I am interested in the unique solution $x$ for the equation :
$$ p_K(x)=\frac{x+\dots+x^K}{K}=\frac{1}{2}, $$ for large values of $K$. When $K$ is small ($K=1$ and $K=2$) we can solve this equation explicitly and find : $$ x=\frac{1}{2}, \frac{\sqrt{5}-1}{2}. $$ For $K=3$ we still get an explicit solution which is more complicated and from $K=4$ on I do not find an explicit solution. As $K$ tends to infinity, we find that the unique solution $x_K$ of $p_K(x_K)=0$ tends to one, i.e. $\lim_{K \rightarrow \infty} x_K = 1$. I would like to find an asymptotic approximation of $p_K(x)$ denoted by $\tilde p_K(x)$ for which the solutions $\tilde x_K$ satisfy: $$ \lim_{K\rightarrow \infty} K \cdot \log(x_K) = \lim_{K\rightarrow \infty} K \cdot \log(\tilde x_K). $$ My idea was to use the approximation : $$ \frac{x+\dots+x^K}{K} \approx x^{\frac{\sum_{j=1}^K j }{K}} = x^{\frac{K+1}{2}}. $$ Using this approximation, we find $\tilde x_K = \left( \frac{1}{2} \right) ^{\frac{2}{K+1}}$ and we find for the limit : $$ \lim_{K\rightarrow \infty} K \cdot \log(\tilde x_K) = -2 \log(2) \approx -1.38 $$ but by numerical approximation, find : $$ \lim_{K\rightarrow \infty} K \cdot \log(x_K) \approx - 1.592 $$
If the main objective is to solve the equation, I would suggest to plug into the equation the approximation for $\tilde{x}_K$ you are looking for. In particular, you appear to be looking after an approximate solution of the equation $p_K(\tilde{x}_K) \approx 1/2$ in the form $$ \tilde{x}_K = e^{C/K} $$ where $C \neq 0$ should be determined later.
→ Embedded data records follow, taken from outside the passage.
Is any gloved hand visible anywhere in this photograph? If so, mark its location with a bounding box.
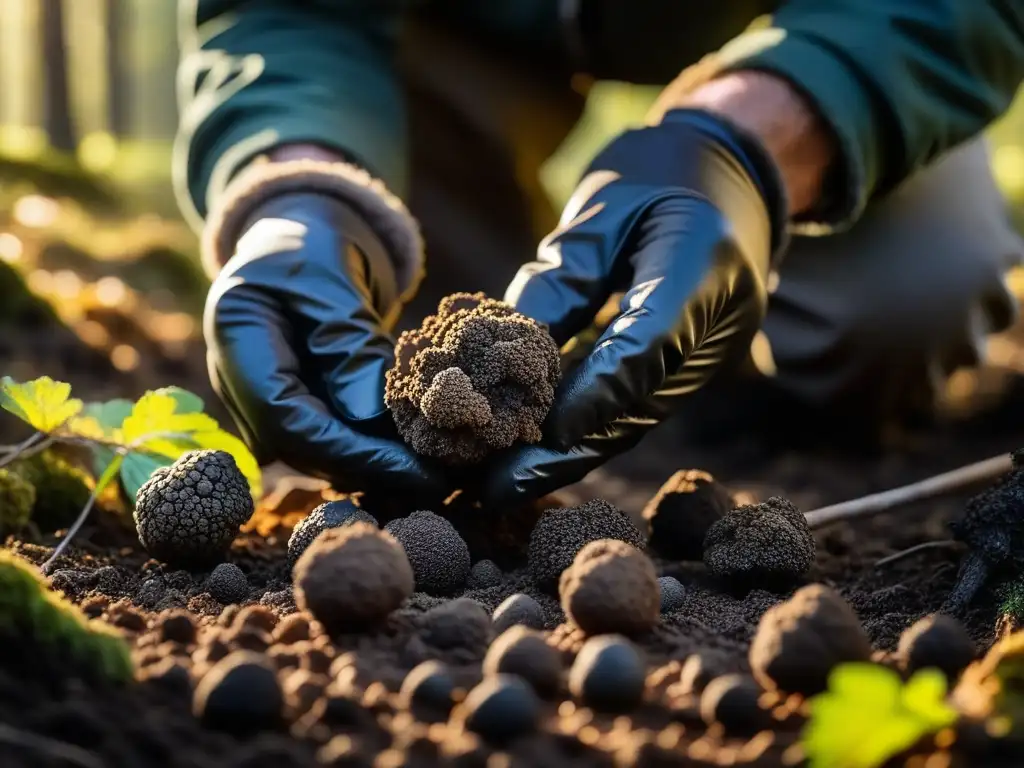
[480,110,786,508]
[204,194,445,504]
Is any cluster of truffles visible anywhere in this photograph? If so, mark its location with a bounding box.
[134,451,253,564]
[385,293,561,465]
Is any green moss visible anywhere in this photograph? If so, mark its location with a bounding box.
[0,469,36,535]
[0,551,133,683]
[13,451,92,530]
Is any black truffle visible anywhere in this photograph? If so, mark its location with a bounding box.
[206,562,249,605]
[453,675,541,744]
[293,522,414,635]
[896,613,977,686]
[942,451,1024,614]
[750,584,871,696]
[384,511,470,595]
[288,500,377,567]
[193,651,285,733]
[384,293,561,465]
[657,577,686,613]
[134,451,253,564]
[703,496,815,589]
[466,560,502,590]
[569,635,646,713]
[483,627,562,697]
[492,592,544,633]
[643,469,732,560]
[559,539,660,635]
[526,499,646,594]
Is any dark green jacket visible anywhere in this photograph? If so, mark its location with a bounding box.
[176,0,1024,233]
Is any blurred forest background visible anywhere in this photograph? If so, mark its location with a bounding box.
[0,0,1024,409]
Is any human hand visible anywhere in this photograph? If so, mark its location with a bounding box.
[481,110,786,507]
[204,193,445,504]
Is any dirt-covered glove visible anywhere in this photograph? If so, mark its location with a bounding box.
[204,194,444,504]
[482,110,786,506]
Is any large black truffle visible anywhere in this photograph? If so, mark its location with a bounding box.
[703,496,815,589]
[526,499,646,594]
[134,451,253,564]
[750,584,871,696]
[288,499,377,567]
[384,293,561,465]
[643,469,732,560]
[384,511,470,596]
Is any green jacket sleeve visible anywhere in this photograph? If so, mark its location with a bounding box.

Substituting in $p_K$ we have $$ p_K(\tilde{x}_K) = \frac{1}{K} \sum_{i=1}^{K} e^{Ci/K} = \frac{1}{K} \frac{e^C-e^{C/K}}{e^{C/K}-1} \approx \frac{1}{C} \left( e^C-1 \right) $$ for sufficiently large $K$. Using this into $p_K(\tilde{x}_K) \approx 1/2$, we deduce that the constant $C$ should solve the following equation $$ e^C -\frac{C}{2} -1 = 0. $$ Numerical solution finally gives $C \approx -1.592$ as claimed.